Azure Sentinel Integration

designitsecure · ‎01-21-2025

Hello,

When using the Microsoft Azure Sentinel Incident Ingestion Integration For Security Operations is it possible to update security incidents when you make changes to the mapping in the profile? For example, if I update the profile to include a field like "description" to populate with a field from Sentinel I would like all of the existing incidents to update with that information.

Currently, (before we move to Production) we have to clear everything out and rerun it.

Thanks!

JesseBarath · ‎01-31-2025

On the sentinel profile, in the mapping section, there are checkboxes next to each of the field mappings. Selecting the checkbox is supposed to force the integration to keep updating that field if the source data changes.

AJ_UK · ‎05-12-2025

Hi @designitsecure

You may be able to use the 'One-Time Retrieval' capability to re-ingest all incidents since the given date.
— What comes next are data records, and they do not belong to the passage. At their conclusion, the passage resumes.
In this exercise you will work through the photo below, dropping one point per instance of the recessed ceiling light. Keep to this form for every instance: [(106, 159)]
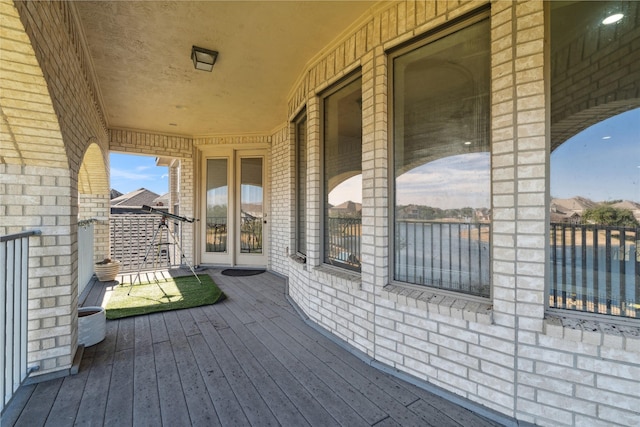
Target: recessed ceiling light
[(612, 19)]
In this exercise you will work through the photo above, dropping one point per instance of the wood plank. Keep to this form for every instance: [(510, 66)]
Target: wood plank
[(284, 410), (332, 409), (146, 401), (17, 404), (39, 404), (188, 323), (173, 408), (254, 407), (199, 404), (359, 402), (125, 338), (250, 360), (158, 328), (67, 403), (441, 412), (226, 405), (119, 410), (93, 403)]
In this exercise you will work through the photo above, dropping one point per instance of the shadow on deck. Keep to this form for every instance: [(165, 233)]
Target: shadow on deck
[(248, 361)]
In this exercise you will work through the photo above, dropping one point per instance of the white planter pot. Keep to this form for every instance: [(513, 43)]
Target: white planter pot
[(92, 325)]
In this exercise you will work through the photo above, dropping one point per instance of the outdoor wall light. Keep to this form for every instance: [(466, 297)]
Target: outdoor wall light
[(203, 59), (612, 19)]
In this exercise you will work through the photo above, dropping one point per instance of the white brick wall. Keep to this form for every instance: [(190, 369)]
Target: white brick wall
[(502, 354)]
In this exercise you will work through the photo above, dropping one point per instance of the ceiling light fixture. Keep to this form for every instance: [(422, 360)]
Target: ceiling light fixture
[(612, 19), (203, 59)]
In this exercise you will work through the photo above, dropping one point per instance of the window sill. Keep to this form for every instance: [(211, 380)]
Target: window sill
[(436, 302), (593, 331), (298, 259), (339, 276)]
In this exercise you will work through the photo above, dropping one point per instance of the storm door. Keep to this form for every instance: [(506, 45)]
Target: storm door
[(234, 207)]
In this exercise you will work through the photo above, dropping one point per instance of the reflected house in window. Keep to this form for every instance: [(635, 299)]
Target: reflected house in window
[(450, 189)]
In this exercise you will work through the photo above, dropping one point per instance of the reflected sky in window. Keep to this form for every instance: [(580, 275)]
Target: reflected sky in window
[(449, 183), (601, 163)]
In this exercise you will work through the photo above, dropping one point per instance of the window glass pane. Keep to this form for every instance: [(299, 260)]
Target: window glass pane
[(217, 205), (301, 184), (251, 206), (343, 176), (442, 165), (595, 158)]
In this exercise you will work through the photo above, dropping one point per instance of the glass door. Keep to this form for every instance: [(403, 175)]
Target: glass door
[(250, 214), (234, 208), (216, 243)]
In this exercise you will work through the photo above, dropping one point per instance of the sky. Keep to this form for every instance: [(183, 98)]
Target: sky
[(131, 172), (600, 163)]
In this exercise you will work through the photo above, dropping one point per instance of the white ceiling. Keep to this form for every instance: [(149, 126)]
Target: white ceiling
[(141, 54)]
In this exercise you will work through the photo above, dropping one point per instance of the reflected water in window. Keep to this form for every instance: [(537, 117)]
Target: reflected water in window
[(594, 263), (342, 164), (217, 205), (442, 187)]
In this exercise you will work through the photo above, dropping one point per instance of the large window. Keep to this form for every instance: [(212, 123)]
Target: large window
[(342, 174), (301, 184), (441, 161), (595, 158)]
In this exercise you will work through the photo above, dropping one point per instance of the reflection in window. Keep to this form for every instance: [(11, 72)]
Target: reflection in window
[(342, 164), (442, 186), (595, 158), (251, 206), (217, 205), (301, 185)]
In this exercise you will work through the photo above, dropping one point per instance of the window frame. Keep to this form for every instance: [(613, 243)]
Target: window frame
[(474, 17), (322, 96)]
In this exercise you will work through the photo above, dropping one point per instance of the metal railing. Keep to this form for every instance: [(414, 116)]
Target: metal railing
[(595, 269), (132, 235), (14, 283), (445, 255), (216, 234), (343, 242)]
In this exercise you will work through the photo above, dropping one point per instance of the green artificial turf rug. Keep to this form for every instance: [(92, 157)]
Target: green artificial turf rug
[(173, 294)]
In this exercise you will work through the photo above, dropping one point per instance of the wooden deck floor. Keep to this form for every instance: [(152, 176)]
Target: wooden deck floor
[(248, 361)]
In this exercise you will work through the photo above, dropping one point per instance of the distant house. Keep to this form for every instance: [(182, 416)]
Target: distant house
[(570, 211), (348, 208), (632, 206), (133, 201)]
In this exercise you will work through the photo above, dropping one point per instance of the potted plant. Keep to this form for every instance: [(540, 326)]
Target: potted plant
[(107, 270)]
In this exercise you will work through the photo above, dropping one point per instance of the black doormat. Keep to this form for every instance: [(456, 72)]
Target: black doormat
[(241, 272)]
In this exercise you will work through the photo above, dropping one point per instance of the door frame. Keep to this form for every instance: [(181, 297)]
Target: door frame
[(232, 257)]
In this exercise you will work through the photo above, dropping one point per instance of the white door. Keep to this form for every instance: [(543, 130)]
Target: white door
[(235, 230)]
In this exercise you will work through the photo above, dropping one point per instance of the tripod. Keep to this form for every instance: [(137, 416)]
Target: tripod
[(162, 227)]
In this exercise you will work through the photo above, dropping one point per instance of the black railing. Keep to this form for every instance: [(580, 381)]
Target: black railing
[(216, 234), (446, 255), (251, 234), (14, 290), (595, 269), (343, 242)]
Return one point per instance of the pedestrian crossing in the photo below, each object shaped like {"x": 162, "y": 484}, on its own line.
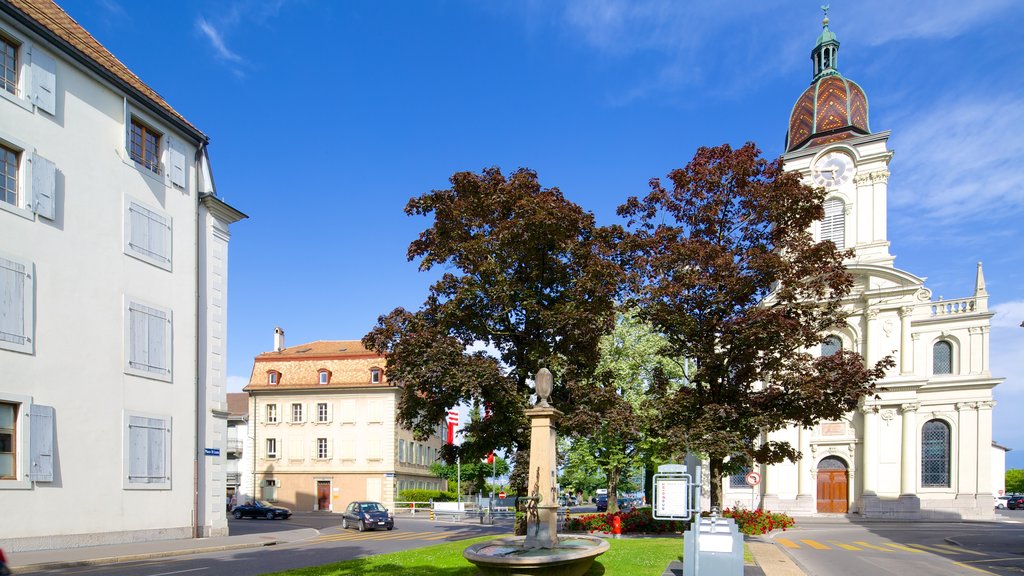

See: Schedule the Microsoft Azure Sentinel incident retrieval

That way it will re-ingest all the incidents, and if you have the 'update' checkbox ticked, then it should update the values to the latest value. Note that depending on the number of incidents involved that this may or may not be feasible, as all incidents will be re-processed, and all fields marked as 'Update' will be updated, not just the field you have added.

If you are testing in Pre-Prod, then using this method to re-ingest say 100 incidents to see what changes can be quite useful, as you can trigger it a number of times to go back to the same date time and re-ingest again.